It is inspiring to see evidence that the pace of innovation is narrowing the time between scientific curiosity and engineered scaling, leading to potential real world impacts within just a few years.
One example is Sherlock Biosceinces. Its CRISPR-based SHERLOCK™ and synthetic biology-based INSPECTR™ will bring together the accuracy of PCR with the convenience and simplicity of antigen tests for molecular diagnostics at the point-of-need. Powered by CRISPR and synthetic biology, Sherlock’s proprietary engineering biology tools offer a decentralized diagnostic platform for DNA and RNA detection. The Sherlock test uses Cas-12 and Cas-13 enzymes, but instead of being able to edit DNA, these can target the DNA or RNA sequences in a specific virus and insert a readable signal (diagnostic).
The company formed in 2019 to commercialize earlier findings from Feng Zhang and colleagues at the Broad Institute for detection of RNA sequences, based on CRISPR-Cas13 gene editing technology. Jim Collins, co-founder of Sherlock, is a professor at MIT and a core founding faculty member of the Wyss Institute at Harvard University. Along with Zhang, David Walt, another Harvard professor, and a number of other researchers.

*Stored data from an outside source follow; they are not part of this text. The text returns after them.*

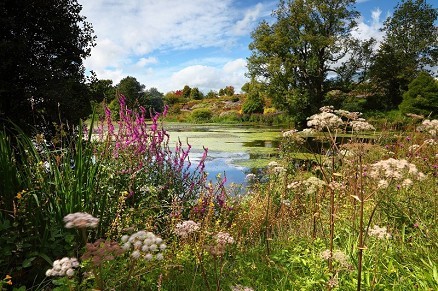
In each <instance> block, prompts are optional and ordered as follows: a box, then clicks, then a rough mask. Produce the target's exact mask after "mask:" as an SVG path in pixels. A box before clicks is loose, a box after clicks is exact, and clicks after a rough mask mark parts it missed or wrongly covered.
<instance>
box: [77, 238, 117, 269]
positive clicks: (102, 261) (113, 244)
mask: <svg viewBox="0 0 438 291" xmlns="http://www.w3.org/2000/svg"><path fill="white" fill-rule="evenodd" d="M123 252H124V250H123V249H122V248H121V247H120V245H119V244H118V243H116V242H113V241H107V240H104V239H98V240H97V241H95V242H94V243H87V245H86V246H85V253H84V254H83V255H82V257H81V259H82V260H88V259H90V261H91V263H92V264H93V265H94V266H101V265H102V264H103V263H104V262H106V261H110V260H113V259H114V258H115V257H117V256H120V255H121V254H123Z"/></svg>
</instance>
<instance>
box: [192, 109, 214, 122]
mask: <svg viewBox="0 0 438 291" xmlns="http://www.w3.org/2000/svg"><path fill="white" fill-rule="evenodd" d="M212 117H213V112H212V111H211V110H210V109H206V108H199V109H195V110H193V111H192V114H191V115H190V119H191V120H192V121H193V122H209V121H210V119H211V118H212Z"/></svg>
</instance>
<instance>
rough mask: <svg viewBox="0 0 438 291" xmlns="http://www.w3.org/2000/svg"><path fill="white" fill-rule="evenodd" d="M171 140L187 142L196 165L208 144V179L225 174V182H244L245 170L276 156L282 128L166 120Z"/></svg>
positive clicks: (168, 132)
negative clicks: (217, 175)
mask: <svg viewBox="0 0 438 291" xmlns="http://www.w3.org/2000/svg"><path fill="white" fill-rule="evenodd" d="M164 128H165V129H166V130H167V131H168V133H169V134H170V144H171V145H172V143H173V144H175V143H176V142H177V140H178V138H179V139H180V140H181V141H182V142H183V143H184V142H186V141H187V142H188V143H189V144H190V145H191V146H192V149H191V151H190V155H189V158H190V161H191V162H192V164H195V165H197V164H198V162H199V161H200V159H201V157H202V154H203V147H205V148H208V156H207V160H206V162H205V171H206V172H207V173H208V180H211V181H212V182H213V183H214V182H216V177H217V175H221V177H223V176H224V175H225V176H226V178H227V183H226V185H230V184H231V183H236V184H244V183H245V177H246V175H247V174H248V173H250V172H254V171H256V170H257V169H260V168H263V167H265V166H266V165H267V164H268V163H269V162H270V161H272V160H273V159H275V158H276V156H277V153H278V147H279V140H280V137H281V132H282V131H284V130H287V129H283V128H279V127H254V126H242V125H197V124H181V123H176V124H173V123H167V124H165V125H164Z"/></svg>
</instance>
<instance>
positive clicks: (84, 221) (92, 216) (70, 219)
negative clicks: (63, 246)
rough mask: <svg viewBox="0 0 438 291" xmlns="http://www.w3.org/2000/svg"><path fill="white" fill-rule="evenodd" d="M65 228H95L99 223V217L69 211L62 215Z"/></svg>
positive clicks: (81, 213)
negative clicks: (64, 222)
mask: <svg viewBox="0 0 438 291" xmlns="http://www.w3.org/2000/svg"><path fill="white" fill-rule="evenodd" d="M64 222H65V227H66V228H86V227H91V228H95V227H97V225H98V224H99V218H96V217H93V216H92V215H91V214H88V213H85V212H76V213H70V214H68V215H66V216H65V217H64Z"/></svg>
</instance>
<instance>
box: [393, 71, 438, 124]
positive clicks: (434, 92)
mask: <svg viewBox="0 0 438 291" xmlns="http://www.w3.org/2000/svg"><path fill="white" fill-rule="evenodd" d="M399 108H400V111H401V112H402V113H414V114H419V115H424V116H430V117H432V118H434V117H436V116H438V80H436V79H434V78H433V77H432V76H431V75H429V74H428V73H427V72H424V71H423V72H420V73H419V74H418V77H416V78H415V79H414V80H412V82H411V83H409V86H408V91H406V92H405V93H404V94H403V102H402V103H401V104H400V106H399Z"/></svg>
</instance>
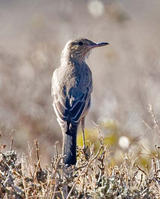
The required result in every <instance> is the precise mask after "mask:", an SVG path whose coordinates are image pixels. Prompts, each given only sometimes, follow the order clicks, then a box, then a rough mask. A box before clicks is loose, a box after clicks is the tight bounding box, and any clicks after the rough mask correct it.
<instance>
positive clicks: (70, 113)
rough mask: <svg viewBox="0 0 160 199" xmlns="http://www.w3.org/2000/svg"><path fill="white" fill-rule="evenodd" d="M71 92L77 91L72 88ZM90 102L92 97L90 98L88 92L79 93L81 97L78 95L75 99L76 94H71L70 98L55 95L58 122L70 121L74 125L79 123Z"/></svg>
mask: <svg viewBox="0 0 160 199" xmlns="http://www.w3.org/2000/svg"><path fill="white" fill-rule="evenodd" d="M71 90H72V92H74V90H77V89H74V88H72V89H71ZM64 93H65V92H64ZM64 93H63V94H64ZM76 93H77V91H76ZM89 100H90V96H89V98H88V92H86V93H82V92H79V95H76V97H74V94H71V95H70V97H68V96H65V95H62V94H60V95H59V94H55V95H54V103H53V105H54V109H55V112H56V115H57V117H58V120H59V121H61V122H63V121H69V122H72V123H79V121H80V119H81V116H82V115H83V114H84V112H85V108H86V106H87V105H88V102H89Z"/></svg>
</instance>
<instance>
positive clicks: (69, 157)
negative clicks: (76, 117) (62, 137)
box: [63, 123, 78, 166]
mask: <svg viewBox="0 0 160 199" xmlns="http://www.w3.org/2000/svg"><path fill="white" fill-rule="evenodd" d="M77 128H78V125H77V124H71V123H70V124H69V126H68V129H67V130H66V132H64V133H63V155H64V159H63V162H64V164H66V165H68V166H69V165H75V164H76V160H77V158H76V142H77Z"/></svg>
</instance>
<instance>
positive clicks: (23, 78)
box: [0, 0, 160, 161]
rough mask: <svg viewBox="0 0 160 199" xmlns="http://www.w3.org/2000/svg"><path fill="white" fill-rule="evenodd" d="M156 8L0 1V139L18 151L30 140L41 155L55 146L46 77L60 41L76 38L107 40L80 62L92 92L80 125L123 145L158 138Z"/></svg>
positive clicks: (54, 141) (36, 2) (50, 86)
mask: <svg viewBox="0 0 160 199" xmlns="http://www.w3.org/2000/svg"><path fill="white" fill-rule="evenodd" d="M159 10H160V1H159V0H154V1H150V0H134V1H128V0H81V1H79V0H68V1H65V0H45V1H44V0H34V1H33V0H32V1H31V0H27V1H26V0H12V1H11V0H5V1H4V0H0V134H1V137H0V142H1V144H9V143H10V142H11V139H12V138H13V139H14V144H13V145H14V148H16V149H17V150H19V151H21V152H26V151H27V150H28V144H29V145H30V146H31V147H32V145H33V143H34V142H33V141H34V139H38V141H39V143H40V146H41V154H42V158H43V160H44V161H48V160H49V159H50V157H52V155H53V153H54V144H55V142H56V141H59V142H60V144H59V145H61V137H62V136H61V131H60V129H59V126H58V124H57V121H56V117H55V114H54V111H53V108H52V98H51V95H50V90H51V78H52V73H53V71H54V69H55V68H56V67H58V66H59V63H60V54H61V51H62V49H63V47H64V45H65V43H66V42H67V41H68V40H69V39H73V38H79V37H85V38H88V39H91V40H93V41H95V42H103V41H106V42H109V43H110V45H109V46H107V47H104V48H101V49H96V50H94V51H93V52H92V53H91V55H90V57H89V59H88V60H87V63H88V64H89V66H90V67H91V70H92V72H93V81H94V90H93V95H92V106H91V109H90V112H89V114H88V116H87V119H86V121H87V124H86V127H87V130H86V131H87V132H89V134H91V135H93V134H94V132H95V128H96V126H97V125H100V128H101V127H102V128H101V130H102V132H103V133H104V135H105V136H109V135H116V136H115V137H113V136H112V139H111V140H110V141H109V142H108V143H109V144H112V142H115V143H116V144H115V145H116V147H122V148H123V150H126V149H127V148H128V146H129V145H130V144H131V143H132V141H133V140H134V141H135V140H136V141H137V140H138V142H142V143H143V144H144V145H145V147H150V146H152V145H153V146H154V145H155V144H159V140H160V139H159V135H160V130H159V127H158V119H159V118H160V92H159V91H160V23H159V21H160V12H159ZM149 104H150V105H149ZM119 138H123V139H121V140H119ZM124 143H127V144H126V145H123V144H124ZM121 144H122V145H121Z"/></svg>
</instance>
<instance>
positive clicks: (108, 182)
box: [0, 137, 160, 199]
mask: <svg viewBox="0 0 160 199" xmlns="http://www.w3.org/2000/svg"><path fill="white" fill-rule="evenodd" d="M98 142H99V144H100V147H99V149H98V150H97V151H96V152H95V150H94V146H93V145H92V146H90V147H89V148H88V149H87V150H86V151H85V152H84V151H83V150H82V149H81V148H78V149H77V152H78V162H77V165H76V166H75V167H74V166H73V167H68V168H66V167H65V165H63V163H62V159H63V157H62V155H61V154H60V153H59V152H58V149H57V146H56V153H55V156H54V157H53V159H52V161H51V164H50V165H48V166H47V168H42V166H41V161H40V155H39V154H40V149H39V144H38V142H37V141H36V142H35V151H36V156H37V158H36V159H35V160H33V157H31V155H28V156H25V157H24V156H23V157H18V155H17V153H16V151H14V150H13V149H12V146H11V147H10V150H6V151H5V152H4V150H5V149H4V148H5V146H1V155H0V198H16V199H21V198H27V199H29V198H47V199H49V198H67V199H69V198H97V199H98V198H109V199H111V198H117V199H118V198H125V199H127V198H130V199H132V198H134V199H140V198H145V199H146V198H148V199H149V198H151V199H153V198H159V197H160V194H159V188H160V187H159V186H160V185H159V183H160V177H159V171H160V170H159V167H160V164H159V155H160V153H159V147H157V148H156V152H155V153H154V155H152V157H151V158H150V162H151V166H150V167H148V168H142V167H141V166H140V165H138V163H137V162H138V161H137V159H140V157H137V158H134V156H132V155H131V154H129V152H128V153H124V156H123V157H122V161H121V164H119V163H116V164H114V165H113V164H112V162H111V158H112V157H111V153H110V151H109V150H108V147H107V146H106V145H104V143H103V138H102V137H100V138H99V141H98ZM29 154H31V153H29Z"/></svg>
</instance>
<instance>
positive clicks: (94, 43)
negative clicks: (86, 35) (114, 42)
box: [62, 39, 109, 62]
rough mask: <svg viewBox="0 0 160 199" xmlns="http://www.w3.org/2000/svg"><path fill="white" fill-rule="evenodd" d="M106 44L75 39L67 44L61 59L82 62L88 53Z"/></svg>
mask: <svg viewBox="0 0 160 199" xmlns="http://www.w3.org/2000/svg"><path fill="white" fill-rule="evenodd" d="M108 44H109V43H107V42H101V43H95V42H93V41H91V40H88V39H77V40H72V41H69V42H67V44H66V46H65V48H64V50H63V52H62V57H63V56H67V57H68V58H69V59H73V60H76V61H78V62H82V61H84V60H85V57H86V56H87V55H88V53H89V52H90V51H91V50H92V49H93V48H96V47H101V46H105V45H108Z"/></svg>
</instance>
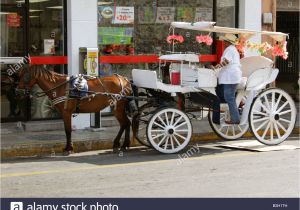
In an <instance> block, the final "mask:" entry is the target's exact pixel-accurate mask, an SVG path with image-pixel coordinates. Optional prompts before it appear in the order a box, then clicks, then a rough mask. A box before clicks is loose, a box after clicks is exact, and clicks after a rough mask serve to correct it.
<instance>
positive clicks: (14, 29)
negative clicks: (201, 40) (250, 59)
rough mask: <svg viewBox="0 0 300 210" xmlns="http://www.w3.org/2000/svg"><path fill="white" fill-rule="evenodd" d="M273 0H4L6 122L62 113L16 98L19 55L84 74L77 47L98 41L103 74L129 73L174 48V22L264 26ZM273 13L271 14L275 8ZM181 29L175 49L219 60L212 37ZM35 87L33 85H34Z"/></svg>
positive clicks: (257, 27) (146, 67)
mask: <svg viewBox="0 0 300 210" xmlns="http://www.w3.org/2000/svg"><path fill="white" fill-rule="evenodd" d="M266 2H267V3H266ZM272 2H273V1H262V0H240V1H237V0H209V1H207V0H172V1H166V0H23V1H21V0H20V1H19V0H3V1H1V16H0V18H1V19H0V22H1V55H0V57H1V59H2V61H5V62H3V63H2V64H1V88H2V91H1V121H3V122H4V121H19V120H40V119H57V118H59V115H58V114H57V113H56V112H55V110H52V108H51V106H50V105H51V104H50V102H49V100H48V99H47V98H46V97H45V98H39V99H31V100H29V99H24V100H23V99H22V100H20V99H18V98H16V97H15V93H14V89H13V88H14V87H15V85H16V83H15V82H16V81H17V78H15V77H14V76H13V77H12V78H11V76H10V75H8V70H9V69H13V70H16V69H19V66H20V68H21V67H22V68H23V67H25V68H26V67H27V65H26V64H23V63H22V62H20V60H24V59H25V60H26V59H28V57H29V56H30V63H31V64H32V65H47V67H50V66H51V67H53V70H54V71H56V72H59V73H65V74H69V75H76V74H79V73H84V69H82V67H81V66H80V65H79V57H80V56H79V49H80V48H82V47H93V48H95V47H97V48H98V49H99V74H100V75H110V74H112V73H119V74H121V75H125V76H128V77H130V73H131V69H133V68H152V69H155V68H157V65H156V63H155V62H156V57H157V55H159V54H161V53H164V52H166V51H170V50H171V46H170V45H169V44H168V43H167V42H166V37H167V36H168V35H169V25H170V22H172V21H187V22H193V21H195V22H196V21H201V20H205V21H215V22H217V25H219V26H227V27H240V28H247V29H253V30H261V29H265V27H266V25H264V24H262V13H264V12H265V8H269V7H270V6H271V5H272ZM266 5H267V6H266ZM271 7H272V6H271ZM249 8H251V9H249ZM272 8H273V7H272ZM275 11H276V9H275ZM271 13H272V14H273V18H274V11H273V10H272V11H271ZM274 25H276V22H275V23H274V22H273V25H272V26H271V28H267V29H268V30H275V29H276V28H274V27H275V26H274ZM268 27H269V26H268ZM178 33H179V34H180V35H182V36H183V37H184V39H185V42H184V43H183V44H181V45H178V46H176V49H175V50H176V51H182V52H187V51H190V52H195V53H199V54H202V55H207V57H206V58H207V59H206V60H205V62H216V57H215V56H209V55H215V54H216V45H215V44H213V45H212V46H210V47H208V46H205V47H201V46H200V45H199V44H197V43H196V42H195V41H194V39H192V38H190V37H194V36H195V35H197V34H196V32H186V31H179V32H178ZM214 38H216V36H215V35H214ZM255 41H256V42H260V41H261V40H260V38H256V40H255ZM247 53H248V55H250V54H253V52H250V51H249V52H247ZM24 63H26V62H24ZM17 64H18V65H17ZM38 90H39V88H38V87H35V88H34V90H32V91H33V92H34V91H38ZM89 121H90V116H89V115H79V116H78V117H77V118H74V122H73V124H75V125H77V127H78V128H82V127H86V126H88V125H89Z"/></svg>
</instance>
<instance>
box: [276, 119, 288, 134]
mask: <svg viewBox="0 0 300 210" xmlns="http://www.w3.org/2000/svg"><path fill="white" fill-rule="evenodd" d="M275 123H277V125H279V127H280V128H281V129H282V130H284V132H287V130H286V129H285V127H284V126H283V125H282V124H281V123H280V122H279V121H275Z"/></svg>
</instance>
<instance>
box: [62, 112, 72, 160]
mask: <svg viewBox="0 0 300 210" xmlns="http://www.w3.org/2000/svg"><path fill="white" fill-rule="evenodd" d="M71 118H72V113H70V112H65V113H64V115H63V119H64V125H65V133H66V138H67V142H66V147H65V149H64V152H65V153H66V154H70V153H72V152H73V143H72V139H71V133H72V125H71V124H72V123H71Z"/></svg>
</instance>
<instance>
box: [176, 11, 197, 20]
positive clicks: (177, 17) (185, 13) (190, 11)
mask: <svg viewBox="0 0 300 210" xmlns="http://www.w3.org/2000/svg"><path fill="white" fill-rule="evenodd" d="M193 14H194V12H193V8H191V7H178V8H177V21H186V22H191V21H193Z"/></svg>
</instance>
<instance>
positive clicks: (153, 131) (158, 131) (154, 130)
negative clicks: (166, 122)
mask: <svg viewBox="0 0 300 210" xmlns="http://www.w3.org/2000/svg"><path fill="white" fill-rule="evenodd" d="M152 132H157V133H163V132H165V131H164V130H152Z"/></svg>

Discovered in bacteria in 2015, Cas12 is a more recent addition to the CRISPR family. In the last couple of years, Cas12 has gathered growing interest for its potential use in diagnost. Contrary to Cas9, which requires two RNAs to recognize and cut its target, and possesses no inherent RNAse activity, Cas12 processes its own guide RNAs (single RNA-guided endonuclease) and only requires crRNA for targeting.
According to a recent publication, the company claims detection of submicroscopic malaria in asymptomatic individuals is needed for eradication and remains a diagnostic gap in resource-limited settings. Nonfalciparum clinical diagnostics are a second gap, as these infections have a low parasite density and are commonly undetected. The company describes an integrated, 60-min, ultrasensitive and specific CRISPR-based diagnostic for the four major pathogenic Plasmodium species that can fill these gaps. Using the SHERLOCK (specific high-sensitivity enzymatic reporter unlocking) platform, the company designed assays with limits of detection below that recommended by the World Health Organization. These assays have a simplified sample preparation method: the SHERLOCK parasite rapid extraction protocol, which eliminates complicated nucleic acid extraction steps. Sherlock’s work further translates the SHERLOCK platform into a field-deployable diagnostic.
In March, Sherlock announced it raised $80 million in a Series B financing. The round was led by Novalis LifeSciences and included new investors Illumina Ventures, Albany Capital and Catalio Capital Management, among others. They joined Northpond Ventures, Good Ventures, and other existing investors, bringing $111 million in total funding raised to date.